1930 Rolls-Royce Phantom 1 Newmarket Convertible Sedan  Chassis no. S484MR
Lot 523
1930 Rolls-Royce Phantom 1 Newmarket Convertible Sedan
Chassis no. S484MR
US$ 100,000 - 120,000
£58,000 - 70,000
Lot Details
1930 Rolls-Royce Phantom 1 Newmarket Convertible Sedan
Coachwork by Brewster & Co.

Chassis no. S484MR
7,668cc OHV inline six-cylinder engine, single carburetor, 100bhp at 3,000rpm
Three-speed manual transmission
Front semi-elliptical leaf springs and rear cantilever spring suspension
Four-wheel servo-assisted drum brakes

*Long term ownership by famed collector, John W. Straus owner of Macy's
*Springfield Phantom with original coachwork from new
*'Timewarp' original automobile

The Phantom 1 Newmarket

Rolls-Royce's 'single model' policy had proved an outstanding success for the company, but immediately after the end of The Great War the recession in the motor trade prompted the introduction of a smaller, cheaper 20hp car to be built alongside the existing 40/50hp Silver Ghost. Henry Royce's new design incorporated a number of modern features such as overhead valve-gear for its six-cylinder engine, a centre-change gearbox and 'Hotchkiss drive' rear axle, and the advanced newcomer's arrival only served to emphasise the Silver Ghost's Edwardian origins. However, the 45/50hp model would soon benefit from developments pioneered on its smaller sibling.

Introduced by Rolls-Royce in 1925 to replace the Silver Ghost, the New Phantom (retrospectively known as the Phantom I) boasted an entirely new overhead-valve six-cylinder engine displacing 7,668cc and, like the contemporary 20hp model, adopted a disc-type clutch and adjustable radiator shutters. Its chassis though, remained essentially the same as that of the later, four-wheel-braked Silver Ghost and would continue fundamentally unchanged until the arrival of the Phantom II in 1929 brought with it an entirely new frame.
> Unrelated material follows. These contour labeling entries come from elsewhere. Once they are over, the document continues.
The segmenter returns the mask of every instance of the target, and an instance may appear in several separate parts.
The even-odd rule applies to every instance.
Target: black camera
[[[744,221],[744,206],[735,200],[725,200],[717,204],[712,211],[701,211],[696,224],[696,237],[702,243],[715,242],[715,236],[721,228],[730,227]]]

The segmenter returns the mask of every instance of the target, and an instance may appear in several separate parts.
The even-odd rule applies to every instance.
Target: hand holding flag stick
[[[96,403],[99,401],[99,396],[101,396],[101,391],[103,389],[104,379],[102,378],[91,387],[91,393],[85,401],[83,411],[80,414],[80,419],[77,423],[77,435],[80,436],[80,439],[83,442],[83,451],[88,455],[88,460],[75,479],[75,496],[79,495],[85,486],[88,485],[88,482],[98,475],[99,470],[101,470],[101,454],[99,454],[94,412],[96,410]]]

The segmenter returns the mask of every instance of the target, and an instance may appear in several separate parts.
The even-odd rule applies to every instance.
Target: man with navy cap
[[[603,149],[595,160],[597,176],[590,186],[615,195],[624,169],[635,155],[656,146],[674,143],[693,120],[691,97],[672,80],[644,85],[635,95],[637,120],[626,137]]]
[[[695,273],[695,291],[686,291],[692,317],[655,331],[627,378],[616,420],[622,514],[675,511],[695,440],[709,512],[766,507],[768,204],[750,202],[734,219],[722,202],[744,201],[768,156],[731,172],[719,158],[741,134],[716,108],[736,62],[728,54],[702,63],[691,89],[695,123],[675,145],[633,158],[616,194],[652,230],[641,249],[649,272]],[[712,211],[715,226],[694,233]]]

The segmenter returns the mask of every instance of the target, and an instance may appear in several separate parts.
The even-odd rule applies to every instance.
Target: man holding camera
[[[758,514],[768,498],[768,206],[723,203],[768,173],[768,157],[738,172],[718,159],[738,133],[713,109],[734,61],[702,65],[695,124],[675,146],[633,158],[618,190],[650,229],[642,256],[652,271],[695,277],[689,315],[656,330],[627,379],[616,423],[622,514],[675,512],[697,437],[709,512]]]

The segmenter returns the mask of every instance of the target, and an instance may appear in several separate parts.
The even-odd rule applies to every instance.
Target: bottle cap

Like its 'Ghost predecessor, the New Phantom was also produced by Rolls-Royce of America Incorporated, a subsidiary set up in December 1919 when the parent company purchased the American Wire Wheel Company's plant in Springfield, Massachusetts. Springfield commenced manufacture of the New Phantom in 1926 and by the second half of 1929 production had risen to 12 cars per week. This would prove to be the high point of Rolls-Royce of America's fortunes, the October '29 Wall Street Crash and the introduction of the Phantom II - re-tooling for which the US company could not afford - signalling the beginning of its decline. The Phantom I was in production for only five years and the Derby-built models ran parallel with the Springfield cars but ended in 1929, whereas the Americans continued until 1931.

Unlike its British-built counterpart, the American product could be ordered with 'factory' bodywork, usually by Brewster, the latter company having been taken over by Rolls-Royce in December 1925. As well as manufacturing coachwork of the highest quality, Brewster had built its own automobiles from 1915 up to the time of its acquisition by Rolls-Royce, re-emerging as an auto-maker in its own right, using Ford chassis, when US Phantom production finally ceased in 1934 and the company became part of the reconstituted Springfield Manufacturing Corporation.

Rolls-Royce of America chose to distinguish coachwork by naming each design style, taking their names from towns in the United Kingdom. Rivaling the very best coachbuilt convertible sedans built anywhere in the world, the Newmarket was an exquisitely proportioned body, with simple moldings and accessory detail.

The Motorcar Offered

This is fine and intrinsically highly original example of the all-weather Newmarket.

The car has a known history from new, which is recorded on its factory records.
It was originally sold to Arthur M. Loew of New York City, NY on June 3rd, 1930.
Mr. Loew retained the car until after the war, when it passed to D. Rosenheim in June, 1946. Within a year, it became the property of E.M. Wurzel. All the while it remained in the New York City area, and it would soon become the property of two of the city's most prominent gentleman of this era: in March 1949, it was acquired by Judson H. Cox IV of Macy's Department store; later that same year it would pass to the company's owner, John W. Straus. It remained in the Straus family’s custody for more than 6 decades before being acquired by the current owner.

As with the best original automobiles, one needs to look no further than the car today to understand how it looked new, the finishes and style. Its understated black paintwork and wheel discs only serve to accent the purity of the factory design and the true effect of its low windshield.

An undeniably elegant and totally original automobile, this Rolls-Royce will prove to be a perfect car for the growing number of classes in car shows and Concours around the country and world which are dedicated to preservation.